I managed to get all the errands done in the afternoon with time still for Ray and me to take a shower. It’s difficult to convince her to get out of there before the water turns cold, but I did it. And even then there was time to do some yoga, so I didn’t kill anyone or end up spraining something while dragging Ray around.
We waited. And waited.
The other little girl didn’t show up. Phone constantly busy–ah, dialup.
Six thirty. I put a dish of candy outside the front door, buttoned Ray up, and heard voices outside the door. Kids. Big ones, about fifteen-sixteen. As I opened the door, one of them was stuffing the dish–the entire dish–into a bag large enough to hold an adult body of average height and weight.
“She’s standing right here,” one of the other said. “You better put that back.”
F—— kids. I bet these are the same ones that keep knocking the rocks off the retaining wall.
Anyway, left another bowlful of candy outside the door, got out of the house, vroom vroom, and drove down the road to the mall.
By the time we got there, most of the candy was gone.

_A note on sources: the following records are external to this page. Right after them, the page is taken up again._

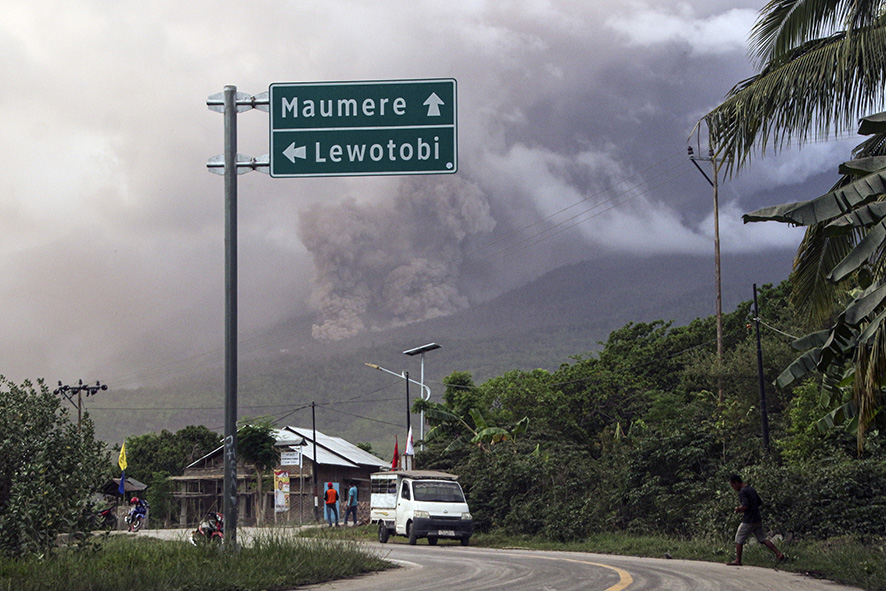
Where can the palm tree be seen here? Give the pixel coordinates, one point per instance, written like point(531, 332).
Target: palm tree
point(822, 66)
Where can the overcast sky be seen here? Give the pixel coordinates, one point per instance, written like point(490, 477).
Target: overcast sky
point(573, 125)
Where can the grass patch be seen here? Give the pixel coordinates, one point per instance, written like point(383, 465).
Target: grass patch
point(271, 561)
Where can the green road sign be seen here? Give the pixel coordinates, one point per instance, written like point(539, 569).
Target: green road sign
point(363, 128)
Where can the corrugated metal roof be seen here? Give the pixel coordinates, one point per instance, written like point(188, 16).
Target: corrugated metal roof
point(331, 451)
point(337, 446)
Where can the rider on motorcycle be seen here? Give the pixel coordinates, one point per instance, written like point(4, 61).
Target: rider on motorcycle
point(139, 510)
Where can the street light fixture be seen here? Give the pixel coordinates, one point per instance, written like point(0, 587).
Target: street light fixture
point(421, 351)
point(425, 391)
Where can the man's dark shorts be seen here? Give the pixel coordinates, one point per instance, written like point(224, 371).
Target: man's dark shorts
point(745, 530)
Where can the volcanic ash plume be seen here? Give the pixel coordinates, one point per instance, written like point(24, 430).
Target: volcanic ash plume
point(395, 260)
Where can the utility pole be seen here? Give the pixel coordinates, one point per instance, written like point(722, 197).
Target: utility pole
point(314, 470)
point(408, 410)
point(69, 392)
point(715, 168)
point(764, 418)
point(230, 164)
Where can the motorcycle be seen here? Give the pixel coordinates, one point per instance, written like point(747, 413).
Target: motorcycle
point(135, 520)
point(211, 529)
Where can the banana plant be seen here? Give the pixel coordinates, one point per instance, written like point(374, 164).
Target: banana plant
point(852, 352)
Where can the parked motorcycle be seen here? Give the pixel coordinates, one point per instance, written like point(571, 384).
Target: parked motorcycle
point(135, 520)
point(211, 529)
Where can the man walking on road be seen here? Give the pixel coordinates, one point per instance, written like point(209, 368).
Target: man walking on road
point(331, 505)
point(751, 521)
point(352, 503)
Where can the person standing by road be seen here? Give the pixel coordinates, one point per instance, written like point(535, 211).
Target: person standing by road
point(751, 520)
point(352, 503)
point(331, 505)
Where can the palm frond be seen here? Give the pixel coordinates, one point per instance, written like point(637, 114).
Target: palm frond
point(812, 295)
point(820, 88)
point(785, 24)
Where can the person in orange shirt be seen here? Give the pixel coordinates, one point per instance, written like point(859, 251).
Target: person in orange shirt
point(331, 505)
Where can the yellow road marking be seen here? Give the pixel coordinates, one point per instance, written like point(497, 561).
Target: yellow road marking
point(624, 577)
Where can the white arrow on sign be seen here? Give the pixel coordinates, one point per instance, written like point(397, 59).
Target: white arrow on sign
point(433, 104)
point(293, 152)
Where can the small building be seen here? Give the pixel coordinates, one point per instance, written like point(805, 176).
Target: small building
point(200, 488)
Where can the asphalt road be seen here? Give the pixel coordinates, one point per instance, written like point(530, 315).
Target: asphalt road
point(468, 569)
point(451, 567)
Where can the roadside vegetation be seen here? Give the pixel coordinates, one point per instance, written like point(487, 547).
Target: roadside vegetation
point(146, 564)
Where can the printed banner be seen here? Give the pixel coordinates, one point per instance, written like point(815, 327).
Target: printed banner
point(281, 491)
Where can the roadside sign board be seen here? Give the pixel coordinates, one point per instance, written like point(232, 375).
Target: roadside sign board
point(363, 128)
point(290, 458)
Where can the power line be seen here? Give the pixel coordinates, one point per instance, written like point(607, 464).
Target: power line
point(260, 341)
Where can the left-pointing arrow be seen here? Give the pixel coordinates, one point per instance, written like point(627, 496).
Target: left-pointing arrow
point(293, 152)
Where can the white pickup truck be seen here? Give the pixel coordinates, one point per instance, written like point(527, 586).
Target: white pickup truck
point(419, 504)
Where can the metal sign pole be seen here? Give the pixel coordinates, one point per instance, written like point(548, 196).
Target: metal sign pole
point(231, 164)
point(230, 476)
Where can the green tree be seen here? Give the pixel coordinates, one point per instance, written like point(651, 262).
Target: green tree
point(822, 67)
point(256, 445)
point(48, 469)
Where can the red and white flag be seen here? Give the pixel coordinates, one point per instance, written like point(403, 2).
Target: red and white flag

No, this was a good thing. Even though they were finishing up, we still had to wait a couple of minutes just to walk around a corner. So many kids! Ray didn’t take trick or treating well until I convinced her that the plastic pumpkin filled with candy was hers, and she could put the candy into it instead of holding it all in one sweaty little fist and staring painfully at people when they offered her candy, because she’d run out of hands. She even let me hold the candy while she talked to Scooby Doo.
Nobody else had such a cute little elephant. A zombie dressed in blood, wig, bustier, transparant skirt, and g-string, pushing a stroller with a baby dressed as a duck, gushed: Oh izzu a ne’ffant den?
We wandered the mall and everyone else went to happier hunting grounds, places with more candy and fewer trick or treaters. It was fun. I don’t know when the transition was made, but Ray’s more fun to take windowshopping now. I don’t know…she seems to understand that we’re just looking at stuff, possibly poking it or cooing at it here and there. I don’t have to carry her the whole way, and she’ll hold my hand whenever there are just too many people.
We left about eight thirty, came home, rescued the empty candy bowl (which had not been stolen), listened to phone messages: the weather outside town had been so bad that the other girl’s mom had turned around halfway out, stopped at the store for candy, and had gone home. As it turns out, the age of two may be the last time before post-adolescence that it’s possible to do this without a screaming fit. –Well, you’re at risk for screaming fits at any moment with a two year-old, but there you go.
We picked up Lee from work early, but Ray fell asleep in the car, so I lay her down, still dressed in her elephant suit (but without the hat, so no ears or trunk). Zonkzilla, as Lee likes to say.
And that was Halloween.
I remember my father driving us around in a blizzard to go trick or treating out in the country one year. At best, we’d hit about nine or ten places: I think we made it three that year, and shouldn’t have gone to any, but dad was too stubborn to take us back before then (or unwilling to face the consequences of two kids with loooooong faces).
Lee laughs when I tell him about it, and says, “I always knew I liked your dad. He knows his priorities.”